My father probably knows more about his own creative process than he thinks, but he brings up a good point.  He's an artistic person so why doesn't what I have to say here in this blog make sense to him? 

Maybe it's because I am engaging in a second creative pursuit called 'being a teaching artist'.  Not only do I pursue my own artistic and creative visions, but I also focus on how to teach my art in all it's complexities, in a way that I hope makes sense to young learners in academic settings.  I am an interpreter and a guide, using words to make my process clear to others. 

Being a guide to my art form requires me to have perspective on percussive dance as a whole (different styles and traditions, technique, and history) and at the same time be able to articulate to others about the specifics of my creative process as well as my intent as an artist.  For example, clogging is often taught in schools with the focus of teaching a traditional American art form.  Often, traditional artists will tell stories about someones grandfather who passed down a step to his granddaughter, or tales of which step came from whom, or how so-and-so took that step and turned it into something else, or an old square dance that is from a certain part of Kentucky that is still done today.  I did not grow up within a traditional dance and music community.
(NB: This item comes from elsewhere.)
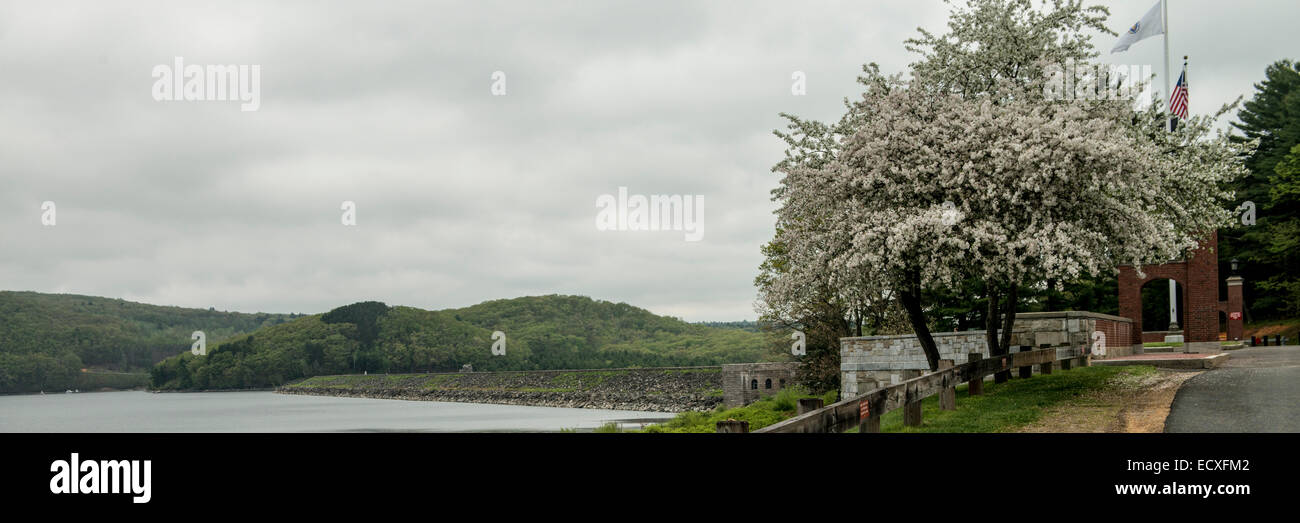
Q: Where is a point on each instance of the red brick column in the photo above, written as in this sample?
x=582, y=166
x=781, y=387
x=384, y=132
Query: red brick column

I came to these wonderful traditions as an outsider; those stories are not my stories and  I don't feel like my teaching would be authentic if I brought clogging or step dance to kids that way.  So, I've decided to teach clogging a little differently.  The stories I tell kids through my teaching are more about how I hear the music, how I make choices about what sounds to make with my feet or how I go about making up my steps, and the thrill of taking part in music made by people who are in the same room, playing together.

That is my voice.  The beauty of any and all kinds of art is that there are an infinite number of ways to find a space for yourself and your individual voice.  But if you're a teaching artist you really must step back and reflect about how you use your voice, you must reflect on your own process, because not only are you are teaching about your art you are teaching about yourself as well.  The most important aspect of my job may very well be to ask the questions: Who am I?  What do I believe?  How do I see my art form?  What is my approach?  What is important about my work?  And then, take those answers into the classroom.

Not everyone wants to do this kind of work to make their process visible to others.  I'll admit, it is difficult to switch back and forth between multiple mind-spaces.  The artist part of me is the non-verbal, sensing part that experiences, creates, questions, experiments, listens, responds -- all of this in the moment.  The teaching artist part of me is the interpreter, picking just the right words to frame my work and create lessons that build skill, understanding and connections.  I also have a third role to fill -- the teacher as an artist.  In the end, I have young souls in front of me, many of them unsure of what we're about to do.  I know there is value and relevance in my work in relation their lives, but they don't know it...yet.  Every group of kids I work with is different in their temperament, interest, and school culture.  To really reach them I have to use, as my dad said, "...intuition and instinct, allowing the sub-conscious to take over" when faced with the challenge of real kids in real time.  It seems that what I do in the process of teaching dance is similar to my father's efforts to solve a 'visual problem' and that means he and I have more in common than he thinks. 

As always, I'd love to hear your thoughts!